Written by Daniel Offner Thursday, 02 January 2014 00:00
Students returning from their two-week hiatus, will find that the cost of lunch at Farmingdale High School and Howitt Middle School has increased for the first time in nine years. Effective Jan. 1, 2014, the Farmingdale school district will increase all full priced school lunches by .25 cents. This will not affect the school breakfast program, nor will it affect students who qualify for free or reduced price meals.
“The Farmingdale school district is committed to providing all students with nutritious, well-balanced meals in a welcoming environment while striving to maintain low school lunch prices,” said Assistant Superintendent Paul Defendini, in a letter to parents in the school district.
In a presentation to the Farmingdale Board of Education, last October, Defendini told parents that increases to the state Employee Retirement System, the increased cost of food and ingredients and changes to the Healthy Hunger Free Kids Act all played a factor to the district’s food service program running a deficit in the 2012-2013 school year.
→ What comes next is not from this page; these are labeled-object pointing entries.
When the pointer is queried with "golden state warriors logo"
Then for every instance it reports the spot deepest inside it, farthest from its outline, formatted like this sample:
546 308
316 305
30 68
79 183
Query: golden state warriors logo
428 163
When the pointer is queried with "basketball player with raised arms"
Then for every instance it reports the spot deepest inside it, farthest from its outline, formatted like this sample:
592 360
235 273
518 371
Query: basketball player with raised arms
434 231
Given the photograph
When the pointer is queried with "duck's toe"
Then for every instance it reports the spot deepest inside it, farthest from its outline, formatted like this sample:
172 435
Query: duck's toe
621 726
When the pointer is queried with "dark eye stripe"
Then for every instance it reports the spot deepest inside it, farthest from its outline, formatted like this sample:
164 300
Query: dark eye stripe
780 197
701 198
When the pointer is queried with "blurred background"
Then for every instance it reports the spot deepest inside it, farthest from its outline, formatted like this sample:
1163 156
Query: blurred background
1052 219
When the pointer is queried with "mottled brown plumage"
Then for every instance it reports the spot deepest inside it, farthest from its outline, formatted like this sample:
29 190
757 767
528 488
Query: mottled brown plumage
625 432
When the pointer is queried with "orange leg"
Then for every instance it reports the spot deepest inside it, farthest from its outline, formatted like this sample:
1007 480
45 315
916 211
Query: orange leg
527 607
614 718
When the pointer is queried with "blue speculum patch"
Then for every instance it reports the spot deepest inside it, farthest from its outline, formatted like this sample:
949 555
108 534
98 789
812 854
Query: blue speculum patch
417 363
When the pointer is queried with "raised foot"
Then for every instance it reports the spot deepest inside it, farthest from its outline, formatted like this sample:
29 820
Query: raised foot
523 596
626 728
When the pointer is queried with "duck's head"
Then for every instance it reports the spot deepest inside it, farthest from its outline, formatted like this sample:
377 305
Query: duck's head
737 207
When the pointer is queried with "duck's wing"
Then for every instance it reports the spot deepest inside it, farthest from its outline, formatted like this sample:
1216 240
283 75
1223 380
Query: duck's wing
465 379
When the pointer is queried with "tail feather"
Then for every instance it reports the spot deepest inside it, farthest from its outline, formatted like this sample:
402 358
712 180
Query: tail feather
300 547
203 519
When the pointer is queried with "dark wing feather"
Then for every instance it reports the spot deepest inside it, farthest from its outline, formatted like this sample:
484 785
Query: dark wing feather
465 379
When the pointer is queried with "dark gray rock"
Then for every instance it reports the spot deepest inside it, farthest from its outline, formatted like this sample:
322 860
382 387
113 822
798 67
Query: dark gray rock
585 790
Due to the deficit, members of the Board of Education unanimously voted, last month, to increase the cost of school lunches in two parts—once in January, with an additional .25 cent increase scheduled to go in affect next September.
Starting January, the price of lunch for Farmingdale High School students will increase from $1.75 to $2, while lunch for Howitt Middle Schoolers will go up from $1.50 to $1.75. In September 2014, students returning to Farmingdale High School can expect the prices to go up again, from $2 to $2.25. Middle school lunch will also increase from $1.75 to $2.
Apart from the increased cost, the Farmingdale school district also plans to change its a-la-carte lunch menu items, next September, in order to comply with the federal Healthy Hunger Free Kids Act. Based on the HHFKA requirements, a-la-carte items will need to be either a whole grain rich product; contain a fruit, vegetable, dairy product or protein as the main ingredient; be a combination food with at least 1/4 cup of fruit or vegetables; or contain 10 percent of the daily value of one nutrient of public concern, such as calcium, potassium, vitamin D and dietary fiber.